Note that not all our preferences need become nonsensical, just some of them. Consider the case of a slave race - a willing slave race. In that situation, our connotations about slavery may come apart: willing and slave don't fit well together. However, we would still be clear ourselves that we didn't want to be slaves. So though some preferences lose power, some do not.

But let's return to that willing slave race situation. Eliezer's Harry says:

Whoever had created house elves in the first place had been unspeakably evil, obviously; but that didn't mean Hermione was doing the right thing now by denying sentient beings the drudgery they had been shaped to enjoy.)

Or consider Douglas Adam cow-variant bread for willingly being eaten:

"I just don't want to eat an animal that's standing here inviting me to," said Arthur, "it's heartless."

"Better than eating an animal that doesn't want to be eaten," said Zaphod. [...]

"May I urge you to consider my liver?" asked the animal, "it must be very rich and tender by now, I've been force-feeding myself for months."

At X, the decision is clear. Should we go to X in the first place?

In those situations, some immediate actions are pretty clear. There is no point in freeing a willing slave race; there is no advantage to eating an animal that doesn't want to be eaten, rather than one that does.

The longer-term actions are more ambiguous, especially as they conflict with other of our values: for example, should we forcibly change the preferences of the slave race/edible race so that they don't have those odd preferences any more? Does it make a difference if there are more manipulative paths that achieve the same results, without directly forcing them? We may not want to allow manipulative paths to count as acceptable in general.

But, laying that aside, it seems there is a prima facie case that we shouldn't enter those kinds of situations.

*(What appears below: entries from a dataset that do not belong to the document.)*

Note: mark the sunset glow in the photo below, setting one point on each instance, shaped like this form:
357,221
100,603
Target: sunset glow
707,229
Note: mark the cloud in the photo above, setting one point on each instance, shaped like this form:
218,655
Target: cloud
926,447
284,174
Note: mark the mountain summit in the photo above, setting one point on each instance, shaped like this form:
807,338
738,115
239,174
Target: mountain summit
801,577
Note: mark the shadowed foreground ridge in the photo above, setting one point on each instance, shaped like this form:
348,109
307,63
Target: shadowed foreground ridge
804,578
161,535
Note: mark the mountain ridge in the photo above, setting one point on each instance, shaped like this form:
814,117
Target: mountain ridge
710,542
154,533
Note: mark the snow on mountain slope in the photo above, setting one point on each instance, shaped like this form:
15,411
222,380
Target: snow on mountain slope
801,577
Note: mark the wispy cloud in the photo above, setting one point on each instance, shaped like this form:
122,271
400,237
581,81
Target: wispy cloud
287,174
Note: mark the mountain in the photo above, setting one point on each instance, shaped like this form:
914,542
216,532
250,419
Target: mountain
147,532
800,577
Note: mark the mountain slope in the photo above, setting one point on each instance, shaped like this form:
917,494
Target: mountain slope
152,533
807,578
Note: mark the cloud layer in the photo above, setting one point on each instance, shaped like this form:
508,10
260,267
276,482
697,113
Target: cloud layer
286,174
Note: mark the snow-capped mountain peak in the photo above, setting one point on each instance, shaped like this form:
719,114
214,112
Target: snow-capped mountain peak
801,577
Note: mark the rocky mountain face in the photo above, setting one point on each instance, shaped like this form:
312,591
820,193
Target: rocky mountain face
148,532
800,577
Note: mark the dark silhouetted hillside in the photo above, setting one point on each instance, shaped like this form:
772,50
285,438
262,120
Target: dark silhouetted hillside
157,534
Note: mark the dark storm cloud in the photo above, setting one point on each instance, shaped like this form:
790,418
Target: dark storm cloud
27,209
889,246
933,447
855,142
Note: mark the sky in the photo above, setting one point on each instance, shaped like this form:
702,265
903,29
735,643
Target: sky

That non-conscious robots are better than conscious willing slaves. That vat grown meat is better than conscious willing livestock.

So there seems to be a good rule of thumb: don't go there. Add an axiom A:

A: When the web of connotations of a strong preference falls apart, those are situations which should get an automatic penalty. Initially at least, those should be treated as bad situations worth avoiding.

Default weights in distant situations

When a web of connotation unravels, the preferences normally end up weaker than initially, because some of the connotations of those preferences are lost or even opposite. So, normally, preferences in these distant situations are quite weak.

But here I'm suggesting adding an explicit meta-preference to these situations. And one that the human subject might not have themselves. This doesn't fit in the formalism of this post. In the language of the forthcoming research agenda, this is a "Global meta-preferences about the outcome of the synthesis process".

Isn't this an overriding of the person's preference? It is, to some extent. But note the "Initially at least" clause in A. If we don't have other preferences about the distant situation, it should be avoided. But this penalty can be overcome by other considerations.

For example, the previous standard web of connotations for sexuality has fallen apart, while the gender one is unravelling; it's perfectly possible to have meta-preferences that would have told us to respect our reflection on issues like that, and our reflection might be fine with these new situations. Similarly, some (but not all) future changes to the human condition are things that would worry me initially but that I'd be ok with upon reflection; I myself have strong meta-preferences that these should be acceptable.

But for situations where our other preferences and meta-preferences don't weigh in, A would downgrade these distant worlds as a default (dis)preference. This adds an explicit level of status quo bias to our preferences, which I feel is justified: better to be prudent rather than reckless where our preferences and values are concerned. The time for (potential) recklessness is in the implementation of these values, not their definition.